Investigation: Hospital trauma centers charge huge fees to treat minor injuries and send people home
The treatments were ordinary. A hospital in Modesto, Calif., Treated a 30-year-old man for shoulder and back pain after a car accident. He got home in less than three hours.
The bill was extraordinary. Sutter Health Memorial Medical Center billed $ 44,914, including a “traumatic alert” fee of $ 8,928, billed to summon the hospital’s top surgical specialists and generally associated with the most seriously injured patients.
The case, buried in the records of a 2017 lawsuit, is a rare example of a court challenge to an element increasingly common in U.S. hospitals, according to billing consultants.
Tens of thousands of times a year, hospitals charge extremely expensive trauma alert fees for injuries so minor that the patient is never admitted.

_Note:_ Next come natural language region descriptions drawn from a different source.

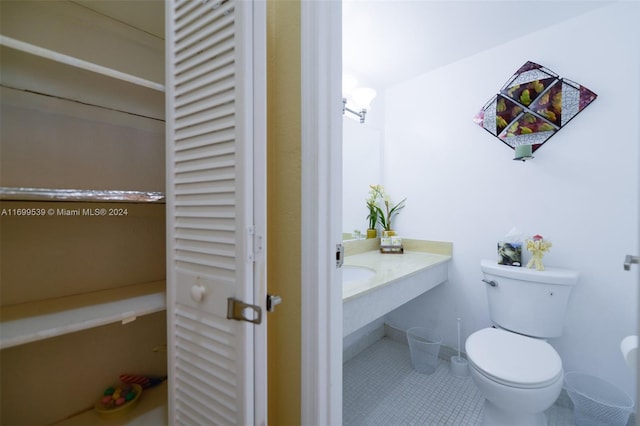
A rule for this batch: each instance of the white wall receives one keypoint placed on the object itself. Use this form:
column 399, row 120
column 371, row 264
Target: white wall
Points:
column 362, row 150
column 580, row 191
column 361, row 167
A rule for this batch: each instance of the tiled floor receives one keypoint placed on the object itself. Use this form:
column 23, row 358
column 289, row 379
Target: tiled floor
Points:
column 381, row 388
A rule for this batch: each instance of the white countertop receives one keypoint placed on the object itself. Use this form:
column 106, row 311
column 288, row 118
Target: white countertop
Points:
column 389, row 268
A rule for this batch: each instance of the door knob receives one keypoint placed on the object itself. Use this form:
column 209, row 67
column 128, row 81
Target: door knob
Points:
column 628, row 260
column 273, row 301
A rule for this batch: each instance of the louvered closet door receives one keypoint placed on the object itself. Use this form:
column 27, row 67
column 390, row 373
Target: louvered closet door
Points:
column 215, row 146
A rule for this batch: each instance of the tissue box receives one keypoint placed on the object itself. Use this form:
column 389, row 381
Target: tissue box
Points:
column 509, row 254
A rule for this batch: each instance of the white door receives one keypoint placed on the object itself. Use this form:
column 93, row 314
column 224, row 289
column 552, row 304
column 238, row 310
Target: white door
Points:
column 216, row 96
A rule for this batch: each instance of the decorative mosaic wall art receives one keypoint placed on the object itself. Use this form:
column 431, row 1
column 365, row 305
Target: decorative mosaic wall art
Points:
column 533, row 106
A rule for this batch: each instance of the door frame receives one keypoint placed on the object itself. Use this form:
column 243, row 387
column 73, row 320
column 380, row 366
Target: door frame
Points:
column 321, row 106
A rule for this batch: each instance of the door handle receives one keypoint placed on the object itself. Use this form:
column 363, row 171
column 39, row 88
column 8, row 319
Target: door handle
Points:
column 273, row 301
column 628, row 260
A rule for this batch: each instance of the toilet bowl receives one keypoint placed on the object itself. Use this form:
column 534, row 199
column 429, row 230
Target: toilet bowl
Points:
column 519, row 376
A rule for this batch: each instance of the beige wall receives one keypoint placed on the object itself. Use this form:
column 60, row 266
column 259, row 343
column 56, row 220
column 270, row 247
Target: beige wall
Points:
column 283, row 209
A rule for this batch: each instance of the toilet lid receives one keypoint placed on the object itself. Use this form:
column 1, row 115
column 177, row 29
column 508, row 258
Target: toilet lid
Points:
column 513, row 359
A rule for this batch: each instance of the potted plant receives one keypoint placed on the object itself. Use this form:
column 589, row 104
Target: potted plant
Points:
column 389, row 212
column 374, row 211
column 384, row 217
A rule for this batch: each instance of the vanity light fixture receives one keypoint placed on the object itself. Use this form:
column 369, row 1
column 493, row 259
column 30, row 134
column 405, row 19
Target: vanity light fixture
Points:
column 356, row 100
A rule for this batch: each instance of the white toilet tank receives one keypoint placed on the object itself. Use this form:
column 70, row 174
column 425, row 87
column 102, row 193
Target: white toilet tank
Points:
column 527, row 301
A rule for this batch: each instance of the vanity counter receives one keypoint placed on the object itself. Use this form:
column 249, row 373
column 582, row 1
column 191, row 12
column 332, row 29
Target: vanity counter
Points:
column 396, row 279
column 389, row 269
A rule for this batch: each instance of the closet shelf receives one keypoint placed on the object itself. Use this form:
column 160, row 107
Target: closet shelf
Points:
column 90, row 195
column 30, row 322
column 77, row 63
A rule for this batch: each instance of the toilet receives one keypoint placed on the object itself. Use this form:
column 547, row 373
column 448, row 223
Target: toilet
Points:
column 519, row 374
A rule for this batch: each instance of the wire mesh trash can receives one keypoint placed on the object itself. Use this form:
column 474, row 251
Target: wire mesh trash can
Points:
column 597, row 402
column 424, row 347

In Florida alone, where the number of trauma centers has skyrocketed, hospitals billed such fees more than 13,000 times in 2019, even though the patient returned home the same day, according to a KHN analysis of data from the state provided by Etienne Pracht, economist at the University of South Florida. These cases represented more than a quarter of all activations of state trauma teams that year and were more than double the number of similar cases in 2014, according to a database of all payers on claims. of inpatient records maintained by the Florida Agency for Health Care Administration.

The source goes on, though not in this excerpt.